Barrett has a frustrating style, and Jacoby was giving chase to him several times early on, but once he knocked him down in the first round, his confidence was soaring.
“Absolutely,” he said. “When I dropped him that first time in the first round I was real comfortable. There was never a point in the fight… I thought I was winning the entire time, the entire night. I thought I won every round. I just had to settle down a little bit and not chase him so much. But it was a relief to get that drop at the end of the first round and then I knew it was just a matter of time I was up with the drop. I know in a championship fight you have to drop him three times. I was confident, even with my leg being injured. Not making any excuse. That is 100 percent the truth. It was really bothering me. I really thought I did something serious. I’m really glad I was able to capitalize on that. I hit him with a good shot in the second round that made him not want to come out. It was awesome. It was a big sense of relief at that moment.”

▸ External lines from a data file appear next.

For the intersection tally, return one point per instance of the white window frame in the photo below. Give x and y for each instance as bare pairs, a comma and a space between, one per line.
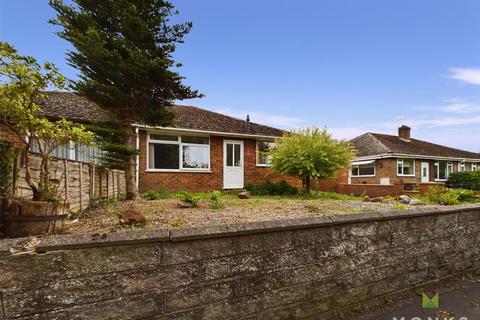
364, 175
400, 161
180, 151
447, 173
257, 154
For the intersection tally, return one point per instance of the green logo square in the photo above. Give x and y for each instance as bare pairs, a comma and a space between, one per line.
429, 303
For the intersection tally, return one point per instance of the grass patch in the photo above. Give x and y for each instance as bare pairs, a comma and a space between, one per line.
178, 222
322, 195
450, 197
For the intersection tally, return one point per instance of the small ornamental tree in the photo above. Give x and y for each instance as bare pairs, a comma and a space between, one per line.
22, 84
311, 153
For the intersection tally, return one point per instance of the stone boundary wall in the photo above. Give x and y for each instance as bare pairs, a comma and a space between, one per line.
295, 269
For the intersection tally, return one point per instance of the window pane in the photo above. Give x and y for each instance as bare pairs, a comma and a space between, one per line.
163, 137
367, 170
197, 140
163, 156
195, 157
236, 156
264, 158
406, 166
355, 171
265, 146
442, 170
229, 154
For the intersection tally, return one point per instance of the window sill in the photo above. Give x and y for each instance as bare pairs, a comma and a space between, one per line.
372, 176
176, 171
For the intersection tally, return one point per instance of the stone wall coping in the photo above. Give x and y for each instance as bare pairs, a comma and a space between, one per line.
79, 241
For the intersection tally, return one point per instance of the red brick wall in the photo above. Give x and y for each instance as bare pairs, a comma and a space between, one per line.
206, 181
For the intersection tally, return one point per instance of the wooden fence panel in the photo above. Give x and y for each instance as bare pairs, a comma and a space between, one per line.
78, 182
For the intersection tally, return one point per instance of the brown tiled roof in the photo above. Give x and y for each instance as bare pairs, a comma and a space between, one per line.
371, 144
73, 107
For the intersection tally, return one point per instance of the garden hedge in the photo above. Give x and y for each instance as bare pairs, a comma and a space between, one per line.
465, 180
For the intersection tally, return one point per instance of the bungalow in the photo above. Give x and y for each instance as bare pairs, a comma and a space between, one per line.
401, 160
201, 151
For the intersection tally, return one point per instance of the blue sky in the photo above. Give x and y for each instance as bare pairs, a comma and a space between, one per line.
353, 66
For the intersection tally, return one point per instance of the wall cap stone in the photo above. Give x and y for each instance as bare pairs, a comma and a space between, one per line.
78, 241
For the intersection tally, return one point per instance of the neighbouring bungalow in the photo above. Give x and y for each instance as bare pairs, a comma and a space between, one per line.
202, 151
401, 160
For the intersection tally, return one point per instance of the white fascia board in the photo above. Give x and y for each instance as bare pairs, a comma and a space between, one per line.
416, 156
204, 132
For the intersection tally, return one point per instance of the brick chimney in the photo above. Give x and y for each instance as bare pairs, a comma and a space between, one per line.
404, 133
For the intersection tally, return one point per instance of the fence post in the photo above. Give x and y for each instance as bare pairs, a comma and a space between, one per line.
65, 178
80, 177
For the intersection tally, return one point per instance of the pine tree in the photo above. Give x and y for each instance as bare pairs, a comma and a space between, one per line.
123, 49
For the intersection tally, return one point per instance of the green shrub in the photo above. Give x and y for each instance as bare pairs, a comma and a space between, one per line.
464, 180
272, 189
156, 195
323, 195
191, 198
450, 197
215, 197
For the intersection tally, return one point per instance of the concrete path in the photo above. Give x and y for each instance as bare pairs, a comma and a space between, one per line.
461, 303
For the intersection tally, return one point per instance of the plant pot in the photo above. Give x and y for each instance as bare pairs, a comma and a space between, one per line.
28, 218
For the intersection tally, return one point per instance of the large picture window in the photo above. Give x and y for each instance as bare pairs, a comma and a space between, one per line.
263, 153
363, 170
468, 167
406, 167
169, 152
443, 169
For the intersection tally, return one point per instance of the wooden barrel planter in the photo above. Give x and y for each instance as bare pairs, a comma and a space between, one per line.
28, 218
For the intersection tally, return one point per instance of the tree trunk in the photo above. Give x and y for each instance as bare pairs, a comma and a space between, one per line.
308, 184
28, 175
131, 167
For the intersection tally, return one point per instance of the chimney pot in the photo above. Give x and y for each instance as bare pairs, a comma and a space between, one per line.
404, 133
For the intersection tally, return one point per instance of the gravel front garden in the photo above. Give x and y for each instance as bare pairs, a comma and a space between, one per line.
222, 209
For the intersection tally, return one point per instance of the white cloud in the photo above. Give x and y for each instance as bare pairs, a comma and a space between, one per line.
461, 106
438, 122
468, 75
278, 121
347, 132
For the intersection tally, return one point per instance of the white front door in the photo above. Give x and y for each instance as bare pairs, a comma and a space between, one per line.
425, 172
232, 164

In the third round, Jacoby dropped Barrett for a final time, and similar to his knockout over the top-five contender at GLORY 24, it once again looked like he’d be able to beat the count, but he simply did not want to continue anymore.
Jacoby agrees wholeheartedly with that assessment.
“That is what it looked like,” he concurred. “Honestly I think that’s what it was. I have a lot of respect for Wayne. I just think he felt my power in Denver. I came into the night with a 86 percent knockout rate. There is not a guy in the world I feel I can’t knock out. I just have that natural power. Now you add that strength and conditioning to it and the proper technique and those knockouts are going to continue to come. I think with Wayne that he felt that power a couple of times and after that second one I don’t think he wanted any more.”
“THERE IS NOT A GUY IN THE WORLD I FEEL I CAN’T KNOCK OUT. I JUST HAVE THAT NATURAL POWER.”
Once all was said and done and Jacoby had hoisted his second Ramon Dekkers memorial trophy, he headed to the back for obligatory post-fight medicals and received even more praise, this time the message was delivered to him by his brother, who had a private conversation with Barrett after the tournament final ended.
“My brother told me—I didn’t hear this—but he said Wayne said to him and he was as serious as can be he said, ‘I fought all the top five guys in the world,” Jacoby said. “I fought the best there is and nobody is going to beat your brother at 187 pounds. Please ask him if he will move back up to 209.’ My brother got a little chuckle from it, but he said when he was talking to Wayne there was no joking from Wayne. He was 100 percent serious. I truly believe that. If I stay on the right path I don’t believe there is anybody in the world that can beat me at 187 pounds. I’m going to be setting out to prove that with each fight.”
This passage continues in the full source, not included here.